Nevertheless, Hayward, Harari, and Guerney notwithstanding, there still remains a temptation to translate the Zhivago poems in a way that reproduces, however partially, more of the elements of Pasternak's later verse style without major semantic concessions or distortions. It is on these grounds that one is bound to reject the versions by Robert Lowell and Donald Davie, which suffer from an inadequate understanding of Russian as well as a too obvious attempt to make "English poetry" out of Pasternak's poems. Clearly, to create fine English verse from a great Russian (or other foreign) original would require a poetic translator no less talented than the original author - but then this would be a new and inimitable work of original creativity, probably removed in spirit from the original as Pasternak's own Russian versions of Shakespeare and Goethe's Faust were. The ideal translation must therefore, in this second respect, be a compromise. Among Pasternak's translators Lydia Pasternak Slater, the poet's own sister, came nearer than most to the spirit of the Russian, producing verses that are, as she claimed, "close in their sound and general pattern to those of the Russian originals". She also sensibly realized the need to cultivate assonance rhyme and avoid the regular chime of alternating rhyme endings that are characteristic even of much modern Russian verse. The main defect of her versions arose probably from her non-native knowledge of English and a tendency to use inversions (of verb and object, noun and adjective) that sometimes gave her lines a dated rather than "modern" appearance.

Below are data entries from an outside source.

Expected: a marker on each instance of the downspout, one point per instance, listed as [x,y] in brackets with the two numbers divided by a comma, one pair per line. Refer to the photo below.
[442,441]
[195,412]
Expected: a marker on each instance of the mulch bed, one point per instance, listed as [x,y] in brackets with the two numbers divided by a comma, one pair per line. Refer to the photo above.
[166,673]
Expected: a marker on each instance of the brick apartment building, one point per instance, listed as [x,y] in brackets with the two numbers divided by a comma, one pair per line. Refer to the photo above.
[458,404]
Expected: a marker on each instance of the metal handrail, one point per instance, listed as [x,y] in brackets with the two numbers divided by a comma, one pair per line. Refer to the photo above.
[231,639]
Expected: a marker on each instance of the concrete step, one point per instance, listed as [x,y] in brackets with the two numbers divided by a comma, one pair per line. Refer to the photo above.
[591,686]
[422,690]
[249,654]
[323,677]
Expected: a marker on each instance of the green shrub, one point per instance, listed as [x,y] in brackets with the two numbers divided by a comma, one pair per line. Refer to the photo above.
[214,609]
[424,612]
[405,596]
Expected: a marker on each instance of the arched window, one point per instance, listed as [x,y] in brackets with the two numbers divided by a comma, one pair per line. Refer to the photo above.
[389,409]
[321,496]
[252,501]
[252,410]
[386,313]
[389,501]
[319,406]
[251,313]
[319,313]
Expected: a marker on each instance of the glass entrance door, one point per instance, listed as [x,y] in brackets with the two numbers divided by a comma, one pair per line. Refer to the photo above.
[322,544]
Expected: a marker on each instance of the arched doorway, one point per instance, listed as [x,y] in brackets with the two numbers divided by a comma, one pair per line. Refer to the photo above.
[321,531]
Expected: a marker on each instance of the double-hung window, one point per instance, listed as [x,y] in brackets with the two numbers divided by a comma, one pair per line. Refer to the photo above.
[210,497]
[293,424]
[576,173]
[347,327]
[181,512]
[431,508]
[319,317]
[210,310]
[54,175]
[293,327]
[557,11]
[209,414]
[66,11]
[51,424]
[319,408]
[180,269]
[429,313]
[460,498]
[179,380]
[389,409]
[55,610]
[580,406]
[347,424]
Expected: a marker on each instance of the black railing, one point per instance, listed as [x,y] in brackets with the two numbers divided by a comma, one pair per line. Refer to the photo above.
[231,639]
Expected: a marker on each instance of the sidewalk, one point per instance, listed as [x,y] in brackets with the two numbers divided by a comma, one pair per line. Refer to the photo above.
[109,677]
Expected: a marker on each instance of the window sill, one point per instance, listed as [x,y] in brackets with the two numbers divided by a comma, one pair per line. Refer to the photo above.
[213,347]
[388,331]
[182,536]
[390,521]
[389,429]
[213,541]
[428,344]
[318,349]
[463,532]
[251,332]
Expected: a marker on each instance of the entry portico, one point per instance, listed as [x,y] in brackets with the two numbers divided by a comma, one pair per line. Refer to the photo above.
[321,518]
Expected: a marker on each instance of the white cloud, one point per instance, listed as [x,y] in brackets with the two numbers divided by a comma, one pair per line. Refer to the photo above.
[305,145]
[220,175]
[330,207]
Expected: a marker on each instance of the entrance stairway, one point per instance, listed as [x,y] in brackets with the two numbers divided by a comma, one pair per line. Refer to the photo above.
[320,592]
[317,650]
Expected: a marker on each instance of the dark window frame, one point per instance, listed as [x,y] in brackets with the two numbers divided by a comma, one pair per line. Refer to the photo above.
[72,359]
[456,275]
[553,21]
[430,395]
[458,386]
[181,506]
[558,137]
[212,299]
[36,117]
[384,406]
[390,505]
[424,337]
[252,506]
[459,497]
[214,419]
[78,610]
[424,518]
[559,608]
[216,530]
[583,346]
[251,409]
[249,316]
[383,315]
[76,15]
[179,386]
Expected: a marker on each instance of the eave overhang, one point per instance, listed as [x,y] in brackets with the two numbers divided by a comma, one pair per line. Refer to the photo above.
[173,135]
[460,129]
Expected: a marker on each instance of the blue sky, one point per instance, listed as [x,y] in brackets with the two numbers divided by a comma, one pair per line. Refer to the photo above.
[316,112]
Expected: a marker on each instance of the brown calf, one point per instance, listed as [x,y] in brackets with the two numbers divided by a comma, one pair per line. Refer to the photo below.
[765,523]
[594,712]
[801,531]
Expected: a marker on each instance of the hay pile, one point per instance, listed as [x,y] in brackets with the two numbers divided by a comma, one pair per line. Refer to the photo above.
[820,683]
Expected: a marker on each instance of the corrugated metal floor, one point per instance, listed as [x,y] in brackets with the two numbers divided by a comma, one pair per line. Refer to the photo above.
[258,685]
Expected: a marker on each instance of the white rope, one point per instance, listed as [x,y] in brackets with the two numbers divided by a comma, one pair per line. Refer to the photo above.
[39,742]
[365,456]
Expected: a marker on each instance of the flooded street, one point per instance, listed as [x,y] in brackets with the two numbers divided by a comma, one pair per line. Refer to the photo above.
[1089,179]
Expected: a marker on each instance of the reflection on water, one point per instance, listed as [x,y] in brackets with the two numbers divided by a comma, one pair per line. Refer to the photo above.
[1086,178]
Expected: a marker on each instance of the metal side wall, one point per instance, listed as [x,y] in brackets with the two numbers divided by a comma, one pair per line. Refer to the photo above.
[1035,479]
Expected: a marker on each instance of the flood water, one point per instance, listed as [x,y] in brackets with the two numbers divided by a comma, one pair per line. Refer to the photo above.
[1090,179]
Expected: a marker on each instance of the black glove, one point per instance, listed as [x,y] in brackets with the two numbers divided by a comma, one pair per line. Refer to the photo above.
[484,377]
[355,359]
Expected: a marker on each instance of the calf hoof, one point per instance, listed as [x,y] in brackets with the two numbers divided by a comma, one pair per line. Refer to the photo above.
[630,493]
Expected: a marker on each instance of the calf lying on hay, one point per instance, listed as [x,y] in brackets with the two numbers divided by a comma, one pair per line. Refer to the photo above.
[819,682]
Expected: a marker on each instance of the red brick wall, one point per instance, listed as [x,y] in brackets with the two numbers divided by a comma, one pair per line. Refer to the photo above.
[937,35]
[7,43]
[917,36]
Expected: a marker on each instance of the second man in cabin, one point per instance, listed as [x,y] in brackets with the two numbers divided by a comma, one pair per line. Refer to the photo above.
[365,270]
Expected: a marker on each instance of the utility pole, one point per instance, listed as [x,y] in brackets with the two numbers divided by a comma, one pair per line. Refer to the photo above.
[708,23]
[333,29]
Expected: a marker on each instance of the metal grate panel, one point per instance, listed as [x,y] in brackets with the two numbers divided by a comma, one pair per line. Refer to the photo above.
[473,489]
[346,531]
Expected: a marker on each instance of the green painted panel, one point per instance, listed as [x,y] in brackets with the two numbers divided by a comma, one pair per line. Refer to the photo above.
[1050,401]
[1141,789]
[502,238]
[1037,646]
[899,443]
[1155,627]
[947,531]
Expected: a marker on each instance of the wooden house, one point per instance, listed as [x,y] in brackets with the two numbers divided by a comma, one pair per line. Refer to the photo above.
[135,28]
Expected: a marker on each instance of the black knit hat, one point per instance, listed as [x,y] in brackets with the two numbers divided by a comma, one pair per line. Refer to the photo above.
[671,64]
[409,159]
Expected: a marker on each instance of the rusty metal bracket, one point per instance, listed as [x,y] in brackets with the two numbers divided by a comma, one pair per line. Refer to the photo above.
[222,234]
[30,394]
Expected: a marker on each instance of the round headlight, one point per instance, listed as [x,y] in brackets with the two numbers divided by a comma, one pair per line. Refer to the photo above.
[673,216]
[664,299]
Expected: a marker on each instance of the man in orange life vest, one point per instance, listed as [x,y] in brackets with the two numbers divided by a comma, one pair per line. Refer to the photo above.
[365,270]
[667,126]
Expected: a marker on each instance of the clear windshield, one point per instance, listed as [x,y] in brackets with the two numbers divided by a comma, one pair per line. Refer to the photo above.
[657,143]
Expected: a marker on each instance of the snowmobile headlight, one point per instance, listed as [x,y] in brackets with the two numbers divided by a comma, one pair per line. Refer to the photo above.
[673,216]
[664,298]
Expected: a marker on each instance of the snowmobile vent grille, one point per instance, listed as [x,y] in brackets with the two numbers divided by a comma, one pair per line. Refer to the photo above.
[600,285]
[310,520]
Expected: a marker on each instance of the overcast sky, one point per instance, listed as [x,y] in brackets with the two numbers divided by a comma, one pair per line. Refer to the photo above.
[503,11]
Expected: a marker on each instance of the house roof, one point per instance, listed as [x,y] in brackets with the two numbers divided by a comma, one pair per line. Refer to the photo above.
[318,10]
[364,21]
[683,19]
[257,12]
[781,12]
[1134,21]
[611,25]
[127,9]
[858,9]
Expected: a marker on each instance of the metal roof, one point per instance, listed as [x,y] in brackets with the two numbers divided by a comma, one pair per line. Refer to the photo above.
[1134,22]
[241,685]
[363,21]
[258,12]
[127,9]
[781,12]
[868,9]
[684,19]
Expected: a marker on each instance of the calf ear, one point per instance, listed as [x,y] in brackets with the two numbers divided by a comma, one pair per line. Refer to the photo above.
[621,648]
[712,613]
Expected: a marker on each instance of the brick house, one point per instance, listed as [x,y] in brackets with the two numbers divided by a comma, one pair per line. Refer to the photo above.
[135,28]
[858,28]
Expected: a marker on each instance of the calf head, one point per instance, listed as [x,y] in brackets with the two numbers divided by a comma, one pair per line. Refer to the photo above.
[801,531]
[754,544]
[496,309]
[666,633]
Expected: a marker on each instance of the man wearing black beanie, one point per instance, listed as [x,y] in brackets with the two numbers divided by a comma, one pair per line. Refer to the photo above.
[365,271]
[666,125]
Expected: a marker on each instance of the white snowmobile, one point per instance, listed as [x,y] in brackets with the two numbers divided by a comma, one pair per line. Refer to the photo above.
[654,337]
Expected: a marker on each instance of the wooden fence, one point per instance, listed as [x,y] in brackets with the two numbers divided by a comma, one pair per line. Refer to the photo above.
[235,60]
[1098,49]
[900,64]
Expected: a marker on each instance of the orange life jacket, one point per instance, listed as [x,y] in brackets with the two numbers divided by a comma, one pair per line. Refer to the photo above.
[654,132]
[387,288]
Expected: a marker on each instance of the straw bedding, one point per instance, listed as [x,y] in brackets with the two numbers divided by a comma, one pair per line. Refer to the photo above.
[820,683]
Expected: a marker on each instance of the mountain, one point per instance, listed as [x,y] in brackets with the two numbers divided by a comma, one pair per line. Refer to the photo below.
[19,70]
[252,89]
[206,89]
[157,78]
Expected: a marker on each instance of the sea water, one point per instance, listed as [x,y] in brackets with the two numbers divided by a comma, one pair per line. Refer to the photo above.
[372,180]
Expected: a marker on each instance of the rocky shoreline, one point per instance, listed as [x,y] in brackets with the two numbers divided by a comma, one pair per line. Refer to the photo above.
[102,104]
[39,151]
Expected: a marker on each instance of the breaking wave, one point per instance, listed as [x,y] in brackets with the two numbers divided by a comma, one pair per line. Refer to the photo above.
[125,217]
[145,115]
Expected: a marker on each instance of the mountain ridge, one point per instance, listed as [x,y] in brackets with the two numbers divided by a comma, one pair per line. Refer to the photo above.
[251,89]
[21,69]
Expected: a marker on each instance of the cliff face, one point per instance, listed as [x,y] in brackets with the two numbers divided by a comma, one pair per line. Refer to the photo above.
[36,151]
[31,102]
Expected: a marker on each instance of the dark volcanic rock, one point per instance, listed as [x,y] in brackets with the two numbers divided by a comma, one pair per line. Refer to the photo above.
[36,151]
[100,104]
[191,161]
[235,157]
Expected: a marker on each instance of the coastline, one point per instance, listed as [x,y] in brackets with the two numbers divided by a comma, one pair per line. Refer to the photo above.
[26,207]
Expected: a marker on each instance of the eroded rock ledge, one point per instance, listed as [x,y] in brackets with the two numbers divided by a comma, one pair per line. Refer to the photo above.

It is easy, of course, for latecomers to quibble with the work of predecessors. I am well aware that translation is not an exact science, but an evolving, changing, and subjective art form. There can thus be no one single, ideal rendering and the present rhymed and rhythmic versions of the Zhivago cycle are just one contribution to the multiple versions that might partially capture the spirit of the Russian. Anyone familiar with the original Russian is bound to feel disappointed and deprived, and there are some features of even these late and simple poems by Pasternak that are bound to elude translation. The title of the poem "Intoxication" is "Khmel'" in Russian, which both means the state of intoxication and denotes the hop-plant whose fermentation leads to this state; the main conceit of the poem is in fact built around this ambiguity, impossible to reproduce neatly in English. The poem is also one of the weaker items in the cycle. Anna Akhmatova tartly commented that Pasternak should have known better at his age than to write verse of such juvenile eroticism. In other respects, however, the finest nature and religious poems in this cycle are among the best work Pasternak ever produced. Like much of Akhmatova, too, they deserve repeated translation and importation into other linguistic cultures. Hopefully, the nobility of the task may partly compensate for defects in its execution.